Bisnis.com, JAKARTA—Potensi konsumsi gas bumi dalam negeri hingga 2035 perlu lebih dipetakan untuk memastikan keandalan pasokan dengan mempertimbangan tambahan produksi nasional.
Kepala Satuan Kerja Khusus Pelaksana Kegiatan Usaha Hulu Migas (SKK Migas) Dwi Soetjipto mengatakan saat ini konsumsi gas domestik sudah menembus 60 persen. Ke depan, pihaknya perlu memperhatikan potensi tambahan produksi dan diharapkan serapan konsumsi domestik tetap di atas 50 persen.
"Karena pertumbuhan permintaannya itu kan tidak melompat, tapi pertumbuhan produksi akan melompat dengan munculnya Jambaran-Tiung Biru dan Tangguh Train 3. Maka, 2025 kita perkirakan domestik juga sekitar 60-an persen," tuturnya Rabu (31/7/2019).

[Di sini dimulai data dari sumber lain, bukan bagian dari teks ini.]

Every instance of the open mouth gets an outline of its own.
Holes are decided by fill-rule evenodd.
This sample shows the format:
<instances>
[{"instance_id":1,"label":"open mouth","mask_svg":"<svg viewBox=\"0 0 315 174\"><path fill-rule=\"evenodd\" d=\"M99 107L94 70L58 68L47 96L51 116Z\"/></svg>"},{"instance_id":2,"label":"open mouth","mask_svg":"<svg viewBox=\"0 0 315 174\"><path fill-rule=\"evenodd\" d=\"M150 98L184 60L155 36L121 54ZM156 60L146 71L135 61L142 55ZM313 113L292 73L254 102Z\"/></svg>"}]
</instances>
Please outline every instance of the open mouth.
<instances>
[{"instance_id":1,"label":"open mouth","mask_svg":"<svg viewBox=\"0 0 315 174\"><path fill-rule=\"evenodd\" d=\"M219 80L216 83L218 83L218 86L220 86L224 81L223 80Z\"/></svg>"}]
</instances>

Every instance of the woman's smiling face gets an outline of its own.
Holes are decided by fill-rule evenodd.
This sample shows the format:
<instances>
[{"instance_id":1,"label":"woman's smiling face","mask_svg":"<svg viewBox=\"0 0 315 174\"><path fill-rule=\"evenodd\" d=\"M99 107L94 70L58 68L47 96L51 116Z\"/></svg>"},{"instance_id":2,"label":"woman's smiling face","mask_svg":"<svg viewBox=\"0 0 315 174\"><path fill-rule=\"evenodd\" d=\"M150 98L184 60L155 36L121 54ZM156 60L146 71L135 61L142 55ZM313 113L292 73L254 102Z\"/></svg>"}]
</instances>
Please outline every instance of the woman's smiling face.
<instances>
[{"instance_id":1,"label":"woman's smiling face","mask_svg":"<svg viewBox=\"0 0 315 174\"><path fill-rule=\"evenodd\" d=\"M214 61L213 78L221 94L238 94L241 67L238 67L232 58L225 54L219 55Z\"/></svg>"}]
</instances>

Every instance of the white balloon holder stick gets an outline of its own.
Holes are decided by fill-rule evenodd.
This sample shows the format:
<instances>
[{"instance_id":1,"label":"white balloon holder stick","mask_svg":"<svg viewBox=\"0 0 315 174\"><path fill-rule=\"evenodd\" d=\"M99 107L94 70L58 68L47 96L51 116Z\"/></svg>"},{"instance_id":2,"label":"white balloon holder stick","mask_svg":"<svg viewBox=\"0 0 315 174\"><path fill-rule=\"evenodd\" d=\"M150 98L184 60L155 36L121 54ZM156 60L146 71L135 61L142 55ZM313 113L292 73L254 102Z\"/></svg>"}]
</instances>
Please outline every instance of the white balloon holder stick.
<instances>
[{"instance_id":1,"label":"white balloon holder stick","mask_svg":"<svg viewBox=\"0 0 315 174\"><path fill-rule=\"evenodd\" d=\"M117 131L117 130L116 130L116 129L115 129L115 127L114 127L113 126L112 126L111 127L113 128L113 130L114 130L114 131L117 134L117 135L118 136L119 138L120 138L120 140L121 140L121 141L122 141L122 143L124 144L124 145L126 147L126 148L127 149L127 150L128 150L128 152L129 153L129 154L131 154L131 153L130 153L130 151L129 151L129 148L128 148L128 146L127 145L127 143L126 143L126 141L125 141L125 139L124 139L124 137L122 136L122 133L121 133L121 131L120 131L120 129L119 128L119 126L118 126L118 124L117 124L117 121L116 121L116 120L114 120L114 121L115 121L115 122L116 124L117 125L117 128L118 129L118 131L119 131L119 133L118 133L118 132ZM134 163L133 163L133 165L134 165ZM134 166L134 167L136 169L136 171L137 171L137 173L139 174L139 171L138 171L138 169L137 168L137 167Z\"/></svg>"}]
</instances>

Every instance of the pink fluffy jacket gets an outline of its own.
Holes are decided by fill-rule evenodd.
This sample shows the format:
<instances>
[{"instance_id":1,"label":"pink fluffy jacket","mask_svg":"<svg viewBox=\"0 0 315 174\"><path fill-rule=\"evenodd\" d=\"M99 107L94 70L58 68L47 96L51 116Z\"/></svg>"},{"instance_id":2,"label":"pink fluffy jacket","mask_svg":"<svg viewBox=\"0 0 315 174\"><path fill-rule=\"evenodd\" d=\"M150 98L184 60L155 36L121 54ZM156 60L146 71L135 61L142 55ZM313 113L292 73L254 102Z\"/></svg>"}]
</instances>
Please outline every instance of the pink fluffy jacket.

Berdasarkan kalkulasi SKK Migas, peningkatan konsumsi rata-rata sebesar 8 persen sejak 2003 - 2017 dan pada 2018 kebutuhan domestik tercatat 59.4 persen dibandingkan dengan ekspor.
Hingga 2027, setidaknya ada sederet proyek gas bumi yang akan beroperasi seperti Merakes, Tangguh Train 3, Gendaro - Gehem, hingga Lapangan Abadi.
Serapan gas domestik terus bertumbuh dibandingkan dengan ekspor sejak 2013. Saat itu, konsumsi domestik tercatat 3.774 BBTUD, sementara ekspor sebesar 3.402 BBTUD.
Baca Juga
Pada kesempatan yang sama, Direktur Perencanaan Investasi dan Manajemen Risiko PT Pertamina (Persero) Heru Setiawan mengatakan pertumbuhan permintaan pada 2035 diproyeksi lebih tinggi dengan melihat permintaan dari PLN ataupun sektor industri. Menurutnya, tambahan pasokan produksi dari Jambaran-Tiung Biru, Tangguh Train 3 dan Sakakemang tetap tidak mencukupi permintaan pada saat itu.
"2035 itu permintaanya tumbuh lebih tinggi lagi. Ada proyek industri, ada PLN. Kami melihat pertumbuhan ekonomi Indonesia bakal tinggi. 5 persen itu harus didukung dengan energi, aritnya pertumbuhan energi harus lebih dari itu," katanya.
Pihaknya memproyeksi pada 2035 pasokan gas bumi tinggal menyisakan 3.000 MMscfd, sementara kebutuhan sekitar 5.000 MMscfd. Dengan begitu, perkiraan defisit sekitar 1.000 MMscfd - 2.000 MMscfd.